There came no judgment to my mind of her. I know no man, and certainly no woman, who is qualified to judge of another in such an issue as this. It is the greatest law that Nature has made, and God—if you would differentiate between them two—has laid down His seal upon it in the little village of Bethlehem. It may violate then a million times the earthly social law; but who is there to sit in judgment over God?

And besides all this, it was Clarissa. In the heart of me, I almost think I thanked the bitter cause that had sent her thither. It brought so much that I could do for her, more than I had ever had the opportunity for doing for any other woman in the world. Surely I had cause for gratitude there.

When the nurse arrived I was more determined than before that the truth of Clarissa's condition should never be known. Nurse Barham was elderly, but unmarried—a woman of florid face and thin lips, who, having helped at the birth of so many children, had lost all proportion of romance, and, never knowing such romance of her own, had come to regard life with bitter calculation.

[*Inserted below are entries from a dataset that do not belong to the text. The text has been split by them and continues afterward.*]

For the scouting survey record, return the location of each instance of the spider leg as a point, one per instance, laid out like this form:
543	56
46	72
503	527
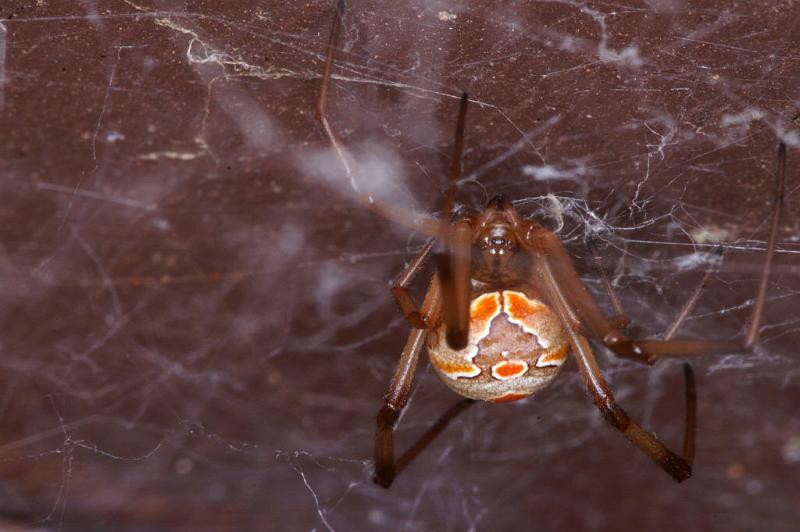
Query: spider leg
676	466
419	222
453	250
621	320
386	468
400	288
651	350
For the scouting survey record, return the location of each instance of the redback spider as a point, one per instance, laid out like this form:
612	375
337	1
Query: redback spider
506	307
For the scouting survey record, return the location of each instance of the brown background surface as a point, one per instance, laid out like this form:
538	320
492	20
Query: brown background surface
195	324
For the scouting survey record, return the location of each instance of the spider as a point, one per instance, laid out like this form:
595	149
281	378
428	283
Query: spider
506	307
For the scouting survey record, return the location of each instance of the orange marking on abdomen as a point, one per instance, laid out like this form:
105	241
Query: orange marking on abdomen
509	369
507	398
455	371
553	359
520	307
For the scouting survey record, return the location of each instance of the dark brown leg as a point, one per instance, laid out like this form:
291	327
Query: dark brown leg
400	288
386	469
453	249
676	466
621	319
417	221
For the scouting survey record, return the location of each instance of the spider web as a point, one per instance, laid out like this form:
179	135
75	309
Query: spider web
197	329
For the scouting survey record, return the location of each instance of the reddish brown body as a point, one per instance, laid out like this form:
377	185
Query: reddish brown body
516	346
489	334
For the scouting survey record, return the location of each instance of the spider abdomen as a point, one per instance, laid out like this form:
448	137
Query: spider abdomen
516	346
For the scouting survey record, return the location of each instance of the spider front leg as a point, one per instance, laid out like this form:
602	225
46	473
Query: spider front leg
413	220
651	350
386	468
400	288
676	466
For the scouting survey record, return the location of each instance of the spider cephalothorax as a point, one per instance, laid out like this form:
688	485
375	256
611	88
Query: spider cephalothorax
506	307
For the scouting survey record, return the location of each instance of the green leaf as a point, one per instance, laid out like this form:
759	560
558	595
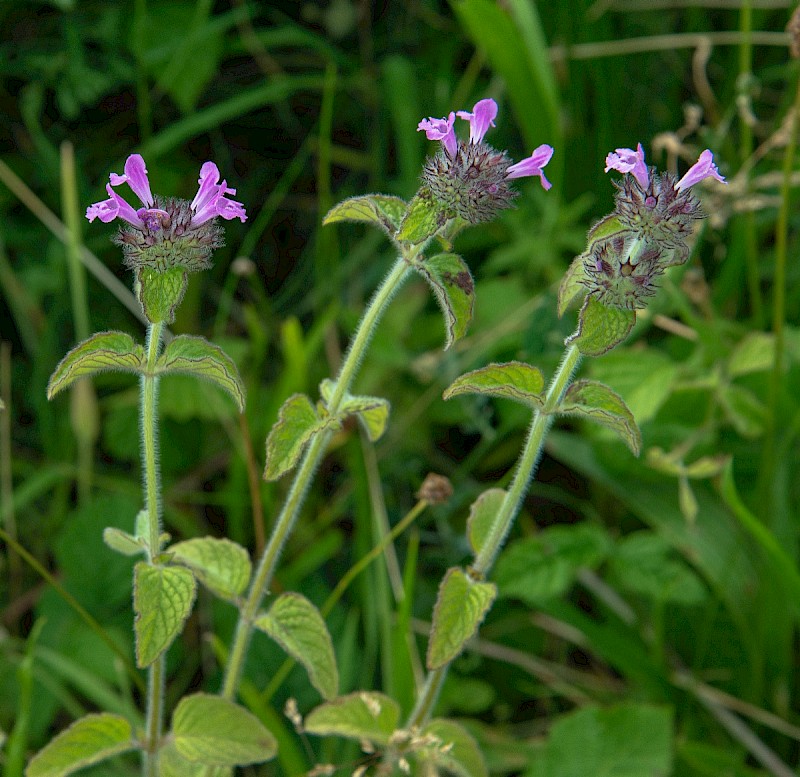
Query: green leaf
628	740
482	515
600	327
452	285
460	608
297	423
219	564
455	750
596	402
162	600
422	220
362	715
122	542
541	568
102	352
383	210
196	356
213	731
160	293
297	626
511	380
87	741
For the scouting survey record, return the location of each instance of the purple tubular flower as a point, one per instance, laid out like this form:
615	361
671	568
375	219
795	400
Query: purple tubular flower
441	129
700	170
625	160
533	165
481	118
210	200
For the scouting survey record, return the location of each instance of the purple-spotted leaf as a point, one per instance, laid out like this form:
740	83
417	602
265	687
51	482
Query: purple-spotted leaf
297	423
214	731
87	741
452	285
162	600
297	626
220	565
511	380
196	356
600	327
482	514
362	715
461	606
383	210
596	402
103	352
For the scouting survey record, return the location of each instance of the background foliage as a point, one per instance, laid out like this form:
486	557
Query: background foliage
648	616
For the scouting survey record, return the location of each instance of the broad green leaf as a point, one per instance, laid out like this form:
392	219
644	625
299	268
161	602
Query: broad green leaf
297	423
452	285
383	210
102	352
362	715
87	741
297	626
422	219
196	356
160	293
482	514
219	564
541	568
596	402
122	542
461	606
511	380
600	327
456	750
628	740
162	600
214	731
572	284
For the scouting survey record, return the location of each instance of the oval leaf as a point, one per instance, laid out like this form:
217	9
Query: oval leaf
296	425
381	209
600	327
482	515
196	356
363	715
511	380
102	352
87	741
297	626
219	564
213	731
597	402
454	289
162	600
460	608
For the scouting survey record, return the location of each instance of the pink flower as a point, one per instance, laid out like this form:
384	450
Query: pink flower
700	170
625	160
441	129
533	165
481	118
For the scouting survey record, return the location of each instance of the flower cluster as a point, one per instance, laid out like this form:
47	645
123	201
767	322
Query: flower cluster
168	232
648	230
470	180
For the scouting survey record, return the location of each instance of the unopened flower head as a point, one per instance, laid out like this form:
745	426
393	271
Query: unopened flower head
470	179
167	232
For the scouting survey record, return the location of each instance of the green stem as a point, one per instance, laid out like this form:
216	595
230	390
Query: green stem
304	475
152	496
529	459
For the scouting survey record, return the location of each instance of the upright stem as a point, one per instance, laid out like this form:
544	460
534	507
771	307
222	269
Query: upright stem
528	461
303	476
152	497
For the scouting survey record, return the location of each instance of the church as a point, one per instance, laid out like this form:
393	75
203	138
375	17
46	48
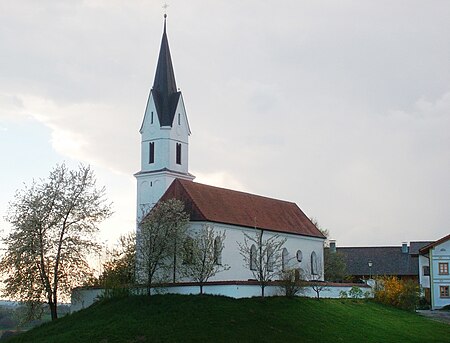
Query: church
165	175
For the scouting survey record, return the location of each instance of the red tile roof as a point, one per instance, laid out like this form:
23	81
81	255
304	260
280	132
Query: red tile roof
220	205
425	249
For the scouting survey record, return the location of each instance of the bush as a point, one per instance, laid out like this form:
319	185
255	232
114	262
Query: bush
343	295
290	283
398	293
355	292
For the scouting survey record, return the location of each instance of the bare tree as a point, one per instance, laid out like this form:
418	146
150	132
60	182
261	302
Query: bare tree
53	226
262	255
205	255
158	234
314	274
120	268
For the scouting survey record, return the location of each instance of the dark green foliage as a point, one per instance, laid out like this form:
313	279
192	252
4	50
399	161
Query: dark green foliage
177	318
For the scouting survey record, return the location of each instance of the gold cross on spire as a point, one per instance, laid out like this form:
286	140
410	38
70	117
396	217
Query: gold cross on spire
165	9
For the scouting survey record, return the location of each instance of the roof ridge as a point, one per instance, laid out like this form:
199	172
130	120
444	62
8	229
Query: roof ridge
190	196
242	192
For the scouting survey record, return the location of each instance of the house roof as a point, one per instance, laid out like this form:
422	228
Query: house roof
164	90
385	260
220	205
426	248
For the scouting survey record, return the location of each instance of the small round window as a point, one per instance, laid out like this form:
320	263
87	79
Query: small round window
299	256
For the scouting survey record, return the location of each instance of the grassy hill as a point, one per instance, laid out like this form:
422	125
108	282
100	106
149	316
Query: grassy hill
178	318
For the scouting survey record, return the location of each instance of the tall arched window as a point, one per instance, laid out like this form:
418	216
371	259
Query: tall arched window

Immediately after my interview with her I sent for Mrs. Bullwell before they could find opportunity to exchange their confidences.

"Mrs. Bullwell," said I, "I don't know what your morals are, but that lady upstairs is my wife."

"Glory, sir!" was all she exclaimed.

"If that's an expression of praise," said I, "or satisfaction, so much the better. But you understand it, don't you? To Nurse Barham, to me, to everybody in this house, that lady is Mrs. Bellairs, and if I hear of your spreading the faintest suspicion of her being anything else, we shall have to find another place for you."

She clasped her hands as though she would pray to God that such catastrophe might never befall her. Her moral sense came second, and with an impulsive gesture she laid a fat, red hand upon my arm.

"But you will marry the poor thing, won't you, sir?" she begged. "You will marry her when it's all over?"